Personal information
- Born: September 29, 1972 (age 53) St. Louis, Missouri, U.S.
- Listed height: 5 ft 9 in (1.75 m)
- Listed weight: 190 lb (86 kg)

Career information
- High school: Vashon (St. Louis)
- College: Ohio State
- NFL draft: 1994: 7th round, 212th overall pick

Career history
- Denver Broncos (1994); Carolina Panthers (1995); Barcelona Dragons (1997); New England Patriots (1997)*; Oakland Raiders (1998)*; Orlando Predators (2000); New York/New Jersey Hitmen (2001); Colorado Crush (2003);
- * Offseason and/or practice squad member only

Awards and highlights
- World Bowl champion (1997); Arena Bowl champion (2000);

Career NFL statistics
- Games played: 16
- Games started: 0
- Kick returns: 42
- Return yards: 880
- Touchdowns: 0
- Stats at Pro Football Reference
- Stats at ArenaFan.com

= Butler B'ynote' =

American football player (born 1972)

Butler B'ynote' (born September 29, 1972) is an American former professional football player who was a running back in the National Football League (NFL). He played college football for the Ohio State Buckeyes, and professionally for the Denver Broncos, Carolina Panthers, Barcelona Dragons, Orlando Predators, New York/New Jersey Hitmen and Colorado Crush. He was selected in the seventh round of the 1994 NFL draft by the Broncos. He ran on Ohio State's 4 × 400 metres relay team that set an NCAA record. During his playing career, he went by the spelling By'not'e because Ohio State misspelled it and he never corrected it.
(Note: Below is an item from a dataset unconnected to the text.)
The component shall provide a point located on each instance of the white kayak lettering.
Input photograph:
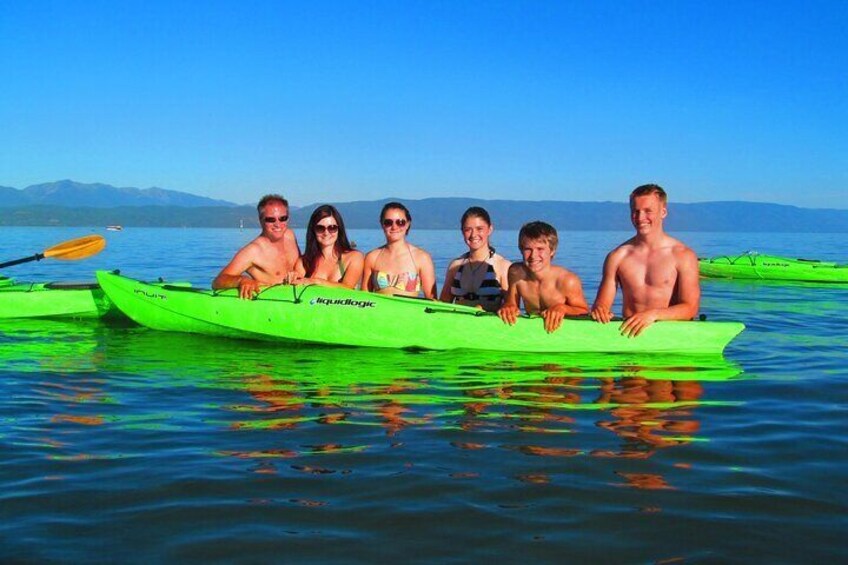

B'ynote' worked at Madison Christian School in Groveport, Ohio as a computer teacher. He also served as on-air talent for the Big Ten Network football broadcasts in 2007. B'ynote' coached track at Centennial High School. B'ynote' first became a head football coach in 2012 at Briggs High School (Columbus, Ohio). In two years, Briggs went 2–18. B'ynote' taught and coached track at Sumner High School in St. Louis. B'ynote' also served as head football coach at his alma mater, Vashon High School from 2017 to 2018, compiling a 5–16 record. B'ynote' was replaced by another Vashon alum, Will Franklin. B'ynote' is an ordained reverend in the African Methodist Episcopal Zion Church and started a ministry, Nu Nazion.

B'ynote' is currently the head coach for Westminster Christian Academy (Missouri) in Town & Country, Missouri.